A label-free and cascaded dual-signaling amplified electrochemical aptasensing platform for sensitive prion assay

Prion proteins, as an important biomarker of prion disease, are responsible for the transmissible spongiform encephalopathies (a group of fatal neurodegenerative diseases). Hence, the sensitive detection of prion protein is very essential for biological studies and medical diagnostics. In this paper, a novel label-free and cascaded dual-signaling amplified electrochemical strategy was developed for sensitive and selective analysis of cellular prion protein (PrPC). The recognition elements included double-stranded DNA consisted of PrPC-binding aptamer (DNA1) and its partially complementary DNA (DNA2), and ordered mesoporous carbon probe (OMCP) fabricated by sealing the electroactive ferrocenecarboxylic acid (Fc) into its inner pores and then using single-stranded DNA (DNA3) as the gatekeeper.

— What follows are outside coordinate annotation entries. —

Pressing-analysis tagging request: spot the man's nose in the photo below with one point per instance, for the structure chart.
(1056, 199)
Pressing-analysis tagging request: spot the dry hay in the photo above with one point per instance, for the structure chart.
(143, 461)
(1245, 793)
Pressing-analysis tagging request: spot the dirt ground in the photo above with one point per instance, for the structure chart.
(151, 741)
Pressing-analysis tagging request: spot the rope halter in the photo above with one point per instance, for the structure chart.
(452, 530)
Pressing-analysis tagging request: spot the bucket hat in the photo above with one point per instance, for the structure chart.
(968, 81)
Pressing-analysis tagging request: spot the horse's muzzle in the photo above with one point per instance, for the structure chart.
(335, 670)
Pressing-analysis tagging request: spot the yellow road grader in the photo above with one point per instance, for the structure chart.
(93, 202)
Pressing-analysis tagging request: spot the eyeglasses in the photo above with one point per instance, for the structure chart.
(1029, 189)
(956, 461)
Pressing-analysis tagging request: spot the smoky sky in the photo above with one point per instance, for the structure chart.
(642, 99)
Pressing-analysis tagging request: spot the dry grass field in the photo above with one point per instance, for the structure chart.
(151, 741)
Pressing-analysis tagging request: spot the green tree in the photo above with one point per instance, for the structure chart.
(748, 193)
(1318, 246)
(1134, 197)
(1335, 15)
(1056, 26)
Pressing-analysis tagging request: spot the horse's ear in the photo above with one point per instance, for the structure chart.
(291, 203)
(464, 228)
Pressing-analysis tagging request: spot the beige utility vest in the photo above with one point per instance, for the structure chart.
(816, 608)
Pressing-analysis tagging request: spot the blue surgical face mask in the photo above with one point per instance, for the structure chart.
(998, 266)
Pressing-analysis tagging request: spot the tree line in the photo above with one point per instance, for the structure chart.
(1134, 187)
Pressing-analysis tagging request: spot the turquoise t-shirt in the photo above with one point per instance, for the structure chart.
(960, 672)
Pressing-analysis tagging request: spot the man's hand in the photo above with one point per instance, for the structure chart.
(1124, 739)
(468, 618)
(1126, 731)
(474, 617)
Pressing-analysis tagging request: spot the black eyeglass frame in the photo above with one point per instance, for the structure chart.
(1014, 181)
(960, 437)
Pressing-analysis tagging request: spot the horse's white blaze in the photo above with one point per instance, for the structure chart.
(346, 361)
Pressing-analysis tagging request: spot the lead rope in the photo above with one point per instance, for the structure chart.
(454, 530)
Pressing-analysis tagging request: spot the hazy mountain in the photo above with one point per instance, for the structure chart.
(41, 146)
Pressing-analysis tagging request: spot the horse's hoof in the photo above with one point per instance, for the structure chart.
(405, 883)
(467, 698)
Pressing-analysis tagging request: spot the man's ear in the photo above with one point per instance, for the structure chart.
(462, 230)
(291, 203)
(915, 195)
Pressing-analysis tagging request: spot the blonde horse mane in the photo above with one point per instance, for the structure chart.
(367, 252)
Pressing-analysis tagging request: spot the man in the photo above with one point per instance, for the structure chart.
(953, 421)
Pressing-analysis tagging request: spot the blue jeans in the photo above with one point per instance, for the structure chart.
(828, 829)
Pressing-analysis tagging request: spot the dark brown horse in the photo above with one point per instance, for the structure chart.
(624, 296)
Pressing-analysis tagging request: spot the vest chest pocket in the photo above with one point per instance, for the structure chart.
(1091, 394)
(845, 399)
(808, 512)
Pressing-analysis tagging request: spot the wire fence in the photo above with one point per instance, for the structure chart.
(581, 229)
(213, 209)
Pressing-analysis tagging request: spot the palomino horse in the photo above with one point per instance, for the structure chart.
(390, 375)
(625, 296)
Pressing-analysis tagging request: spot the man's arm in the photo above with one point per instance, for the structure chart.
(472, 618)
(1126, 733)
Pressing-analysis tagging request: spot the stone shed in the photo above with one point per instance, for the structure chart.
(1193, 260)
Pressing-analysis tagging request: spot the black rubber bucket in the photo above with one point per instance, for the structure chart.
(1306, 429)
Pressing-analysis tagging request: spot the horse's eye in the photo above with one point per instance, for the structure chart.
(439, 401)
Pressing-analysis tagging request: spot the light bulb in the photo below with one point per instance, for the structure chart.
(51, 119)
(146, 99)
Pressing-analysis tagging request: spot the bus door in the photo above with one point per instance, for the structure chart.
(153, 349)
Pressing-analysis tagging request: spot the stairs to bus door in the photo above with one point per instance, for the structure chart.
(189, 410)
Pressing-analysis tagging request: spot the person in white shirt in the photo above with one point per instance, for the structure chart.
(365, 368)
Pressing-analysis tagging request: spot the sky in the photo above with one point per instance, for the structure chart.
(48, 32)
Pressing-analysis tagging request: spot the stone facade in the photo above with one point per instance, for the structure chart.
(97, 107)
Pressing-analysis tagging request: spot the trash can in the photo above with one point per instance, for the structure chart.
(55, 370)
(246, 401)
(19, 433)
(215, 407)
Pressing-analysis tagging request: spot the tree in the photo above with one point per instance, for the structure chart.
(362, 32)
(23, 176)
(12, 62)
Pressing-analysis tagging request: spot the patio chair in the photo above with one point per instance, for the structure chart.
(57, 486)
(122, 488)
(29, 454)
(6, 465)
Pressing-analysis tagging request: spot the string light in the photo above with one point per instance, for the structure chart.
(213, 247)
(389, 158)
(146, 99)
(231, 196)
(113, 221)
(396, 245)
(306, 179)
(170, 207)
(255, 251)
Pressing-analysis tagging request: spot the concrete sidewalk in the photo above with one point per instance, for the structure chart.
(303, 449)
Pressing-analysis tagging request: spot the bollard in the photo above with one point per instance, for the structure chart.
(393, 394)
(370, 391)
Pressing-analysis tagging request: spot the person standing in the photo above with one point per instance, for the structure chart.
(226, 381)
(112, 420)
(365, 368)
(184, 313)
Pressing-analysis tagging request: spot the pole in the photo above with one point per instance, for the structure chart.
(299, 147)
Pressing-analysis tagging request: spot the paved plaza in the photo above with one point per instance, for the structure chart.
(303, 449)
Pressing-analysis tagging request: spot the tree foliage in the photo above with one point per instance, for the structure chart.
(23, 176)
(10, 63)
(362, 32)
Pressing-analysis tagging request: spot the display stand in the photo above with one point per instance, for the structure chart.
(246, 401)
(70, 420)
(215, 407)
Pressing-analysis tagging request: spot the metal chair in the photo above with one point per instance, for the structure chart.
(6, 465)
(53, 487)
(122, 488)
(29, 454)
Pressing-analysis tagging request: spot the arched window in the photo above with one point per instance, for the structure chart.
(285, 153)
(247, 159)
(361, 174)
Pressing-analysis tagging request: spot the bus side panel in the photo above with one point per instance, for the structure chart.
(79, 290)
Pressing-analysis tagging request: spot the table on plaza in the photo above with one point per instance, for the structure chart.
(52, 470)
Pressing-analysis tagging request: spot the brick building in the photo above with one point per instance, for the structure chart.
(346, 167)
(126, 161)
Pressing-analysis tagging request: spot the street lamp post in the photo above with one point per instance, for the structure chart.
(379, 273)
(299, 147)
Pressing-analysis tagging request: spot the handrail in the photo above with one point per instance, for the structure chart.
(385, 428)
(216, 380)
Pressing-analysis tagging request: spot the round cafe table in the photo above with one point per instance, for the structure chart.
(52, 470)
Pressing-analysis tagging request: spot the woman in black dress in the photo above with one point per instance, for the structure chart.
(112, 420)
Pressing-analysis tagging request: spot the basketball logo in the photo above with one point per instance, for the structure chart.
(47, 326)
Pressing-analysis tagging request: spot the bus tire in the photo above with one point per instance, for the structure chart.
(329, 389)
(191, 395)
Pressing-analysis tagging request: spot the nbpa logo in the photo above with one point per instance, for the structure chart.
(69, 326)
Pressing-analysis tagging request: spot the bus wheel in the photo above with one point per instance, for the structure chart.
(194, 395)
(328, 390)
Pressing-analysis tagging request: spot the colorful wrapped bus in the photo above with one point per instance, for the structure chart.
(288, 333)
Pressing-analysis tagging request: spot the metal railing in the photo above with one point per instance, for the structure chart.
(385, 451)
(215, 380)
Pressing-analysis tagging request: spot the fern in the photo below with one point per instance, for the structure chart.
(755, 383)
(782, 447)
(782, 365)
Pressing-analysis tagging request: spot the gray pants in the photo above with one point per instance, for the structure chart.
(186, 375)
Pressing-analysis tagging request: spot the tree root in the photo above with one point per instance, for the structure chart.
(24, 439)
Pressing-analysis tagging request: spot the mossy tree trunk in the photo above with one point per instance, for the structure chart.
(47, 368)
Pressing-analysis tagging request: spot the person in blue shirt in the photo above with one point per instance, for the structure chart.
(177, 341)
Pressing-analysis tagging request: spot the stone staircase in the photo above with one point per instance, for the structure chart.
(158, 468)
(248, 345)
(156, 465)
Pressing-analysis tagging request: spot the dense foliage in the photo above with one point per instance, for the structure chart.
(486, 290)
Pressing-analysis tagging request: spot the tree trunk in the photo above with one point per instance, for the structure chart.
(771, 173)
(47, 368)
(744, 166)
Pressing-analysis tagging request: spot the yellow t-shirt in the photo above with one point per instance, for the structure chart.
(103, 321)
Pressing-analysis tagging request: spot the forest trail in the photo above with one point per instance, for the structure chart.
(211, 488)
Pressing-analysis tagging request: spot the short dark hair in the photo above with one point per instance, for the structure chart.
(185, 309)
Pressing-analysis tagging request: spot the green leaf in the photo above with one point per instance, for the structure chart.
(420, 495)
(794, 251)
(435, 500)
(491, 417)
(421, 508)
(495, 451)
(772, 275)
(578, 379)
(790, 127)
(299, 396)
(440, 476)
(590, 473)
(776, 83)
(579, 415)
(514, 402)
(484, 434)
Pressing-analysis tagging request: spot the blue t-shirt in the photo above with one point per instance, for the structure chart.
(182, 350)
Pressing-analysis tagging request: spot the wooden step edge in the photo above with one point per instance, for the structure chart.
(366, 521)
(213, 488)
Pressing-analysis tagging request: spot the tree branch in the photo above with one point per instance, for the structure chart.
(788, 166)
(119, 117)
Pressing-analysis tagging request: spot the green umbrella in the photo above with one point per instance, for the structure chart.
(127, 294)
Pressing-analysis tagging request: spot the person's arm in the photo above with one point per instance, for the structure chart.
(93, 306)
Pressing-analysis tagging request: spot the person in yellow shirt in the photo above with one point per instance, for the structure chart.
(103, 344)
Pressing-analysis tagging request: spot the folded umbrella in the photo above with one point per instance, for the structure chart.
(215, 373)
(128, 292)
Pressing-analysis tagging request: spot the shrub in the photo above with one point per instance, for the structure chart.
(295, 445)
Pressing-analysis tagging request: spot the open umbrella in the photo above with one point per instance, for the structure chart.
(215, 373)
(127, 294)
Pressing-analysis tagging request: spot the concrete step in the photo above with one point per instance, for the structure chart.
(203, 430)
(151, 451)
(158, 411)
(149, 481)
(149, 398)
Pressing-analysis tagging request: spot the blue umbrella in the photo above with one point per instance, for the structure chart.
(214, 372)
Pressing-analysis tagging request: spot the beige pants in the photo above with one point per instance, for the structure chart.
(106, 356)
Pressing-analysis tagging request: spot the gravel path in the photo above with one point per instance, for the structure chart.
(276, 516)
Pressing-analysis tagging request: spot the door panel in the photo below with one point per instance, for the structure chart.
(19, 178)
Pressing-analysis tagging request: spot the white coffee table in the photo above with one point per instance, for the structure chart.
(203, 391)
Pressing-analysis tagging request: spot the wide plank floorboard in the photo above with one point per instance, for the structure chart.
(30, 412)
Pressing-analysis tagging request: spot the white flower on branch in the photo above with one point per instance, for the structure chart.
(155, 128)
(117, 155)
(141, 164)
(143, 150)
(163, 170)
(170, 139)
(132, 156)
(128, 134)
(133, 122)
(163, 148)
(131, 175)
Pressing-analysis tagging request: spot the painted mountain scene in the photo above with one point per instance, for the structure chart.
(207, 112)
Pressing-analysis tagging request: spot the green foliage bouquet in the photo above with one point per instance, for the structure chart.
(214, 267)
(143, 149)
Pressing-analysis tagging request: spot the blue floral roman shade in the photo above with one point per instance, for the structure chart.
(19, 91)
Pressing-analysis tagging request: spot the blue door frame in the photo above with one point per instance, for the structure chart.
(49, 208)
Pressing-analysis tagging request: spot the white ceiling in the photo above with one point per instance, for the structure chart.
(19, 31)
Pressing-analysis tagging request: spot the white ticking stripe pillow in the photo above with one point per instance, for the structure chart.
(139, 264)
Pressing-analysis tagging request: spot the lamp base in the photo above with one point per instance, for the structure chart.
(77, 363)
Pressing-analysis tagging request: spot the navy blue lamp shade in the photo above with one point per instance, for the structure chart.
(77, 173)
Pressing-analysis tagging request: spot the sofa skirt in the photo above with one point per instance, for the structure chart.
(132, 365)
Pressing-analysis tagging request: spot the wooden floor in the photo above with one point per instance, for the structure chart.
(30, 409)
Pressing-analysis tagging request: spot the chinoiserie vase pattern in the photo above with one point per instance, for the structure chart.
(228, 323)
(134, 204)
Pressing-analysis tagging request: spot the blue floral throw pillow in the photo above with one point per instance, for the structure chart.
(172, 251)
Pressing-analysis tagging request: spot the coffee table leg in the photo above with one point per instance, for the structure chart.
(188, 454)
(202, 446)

In the presence of PrPC, DNA1 could bind the target protein and free DNA2. More importantly, DNA2 could hybridize with DNA3 to form a rigid duplex DNA and thus triggered the exonuclease III (Exo III) cleavage process to realize the DNA2 recycling, accompanied by opening more biogates and releasing more Fc. The released Fc could be further used as a competitive guest of β-cyclodextrin (β-CD) to displace the Rhodamine B (RhB) on the electrode. As a result, an amplified oxidation peak current of Fc (RhB) increased (decreased) with the increase of PrPC concentration. When “ΔI=ΔIFc+|ΔIRhB|” (ΔIFc and ΔIRhB were the change values of the oxidation peak currents of Fc and RhB, respectively.) was used as the response signal for quantitative determination of PrPC, the detection limit was 7.6 fM (3σ), which was much lower than that of the most reported methods for PrPC assay. This strategy provided a simple and sensitive approach for the detection of PrPC and has a great potential for bioanalysis, disease diagnostics, and clinical biomedicine applications.